Я вывел заключение, что эта дама очень рано вышла замуж: ее девочкам было одной двенадцать лет, другой десять. По-видимому, ее муж вел большие дела, он подолгу уезжал из дому, часто бывал в Исландии и других местах. Но молодая женщина и к этому относилась спокойно. А между тем она была молода и красива, хотя, быть может, несколько полновата для своего небольшого роста; но цвет лица у нее был прекрасный и на лице не было ни одной морщинки. Она была резким контрастом другой нашей красавицы, фрекен Торсен, высокой и темноволосой.
О, едва ли фру Бреде была всегда так спокойна, как это казалось. Раз както она вошла в людскую и попросила Солема оказать ей услугу, и тут я не узнал ее лица, так оно всё вспыхнуло. Она попросила Солема прийти и поправить ей штору, которая упала. Был уже поздний вечер, видно было, что фру Бреде успела уже улечься, но снова встала. Солем не очень-то охотно отозвался на ее просьбу. Но вдруг их взоры встретились и на одно мгновение не отрывались друг от друга. Ага, да, да, он сейчас придет…
Что за дьявол этот Солем, этакий молодчина.
То один, то другой турист приходили и уходили. Солем провожал их в горы, и они исчезали. Но куда девались в этом году все иностранцы? Ни одного не было видно. Куда девались караваны Беннета и Кука, которые задались целью распространить славу о норвежских горах,- куда они пропали?
Но вот появились два жалких англичанина. Они были уже старые, небритые и вообще небрежно одетые,- это были два инженера или что-то в этом роде, немые и невежливые, как большая часть важных путешествующих английских шутов. Носильщик! Носильщик!- кричали они,- Вы носильщик, да?- Все в них было обычно, они путешествовали глупо и серьезно, взбирались на горные вершины, суетились и торопились, словно совершали важную миссию или бежали за доктором.

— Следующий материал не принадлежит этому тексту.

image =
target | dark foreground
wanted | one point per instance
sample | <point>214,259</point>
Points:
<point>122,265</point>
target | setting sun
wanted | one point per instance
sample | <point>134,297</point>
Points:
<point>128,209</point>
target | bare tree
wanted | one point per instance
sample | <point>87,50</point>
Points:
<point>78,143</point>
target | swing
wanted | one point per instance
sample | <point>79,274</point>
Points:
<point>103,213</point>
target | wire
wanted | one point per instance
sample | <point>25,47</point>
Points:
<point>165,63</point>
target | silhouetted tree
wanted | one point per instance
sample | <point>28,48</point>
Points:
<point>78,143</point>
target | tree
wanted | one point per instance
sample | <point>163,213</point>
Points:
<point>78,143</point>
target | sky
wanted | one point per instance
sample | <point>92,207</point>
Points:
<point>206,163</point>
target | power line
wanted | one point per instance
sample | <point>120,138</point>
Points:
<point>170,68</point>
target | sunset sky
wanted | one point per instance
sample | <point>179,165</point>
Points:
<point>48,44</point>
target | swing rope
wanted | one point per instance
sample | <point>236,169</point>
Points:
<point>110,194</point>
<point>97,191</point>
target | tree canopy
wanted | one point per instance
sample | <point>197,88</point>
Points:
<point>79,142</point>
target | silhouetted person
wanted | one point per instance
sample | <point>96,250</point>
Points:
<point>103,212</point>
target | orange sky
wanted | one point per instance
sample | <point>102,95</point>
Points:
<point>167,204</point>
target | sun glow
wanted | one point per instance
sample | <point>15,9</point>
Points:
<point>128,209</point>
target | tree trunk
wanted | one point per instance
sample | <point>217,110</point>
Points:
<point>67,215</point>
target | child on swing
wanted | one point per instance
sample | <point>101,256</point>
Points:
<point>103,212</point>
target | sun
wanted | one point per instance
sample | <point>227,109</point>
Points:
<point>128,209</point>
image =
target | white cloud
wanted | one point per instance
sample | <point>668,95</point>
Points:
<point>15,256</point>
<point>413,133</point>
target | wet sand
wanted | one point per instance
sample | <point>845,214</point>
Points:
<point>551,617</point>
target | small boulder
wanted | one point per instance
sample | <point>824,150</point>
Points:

Солем проводил их на вершину и затем перевалил с ними через горы; за это они дали ему двадцать пять эре. Солем продолжал держать раскрытую ладонь, так он мне рассказывал позже,- думая, что они отсчитают ему еще денег. Но он ошибся. Тогда он постоял за себя, о, этот Солем уже успел деморализироваться и стать наглым от беспечной жизни среди туристов; Mehr! More!- сказал он.- Но нет, на это они не соглашались. - Тогда Солем бросил деньги на землю и раза два хлопнул в ладоши. Это помогло, он получил еще одну крону. А когда Солем взял лорда за плечи и слегка сжал его, то получил в придачу еще две кроны.- Размазня ты этакая,- сказал Солем.
Но вот появились, наконец, и караваны. Смешанный оба пола, охотники, рыбаки, собаки, любители восхождения на вершины, носильщики. У нас поднялась невероятная возня, на флагштоке взвился флаг, Поль то и дело стоял, склонившись, принимая различные приказания, а Жозефина бегала, бегала, сломя голову, на каждый кивок. Фру Бреде должна была уступить свою комнату трем леди, а мы, остальные, стеснились, насколько это было возможно.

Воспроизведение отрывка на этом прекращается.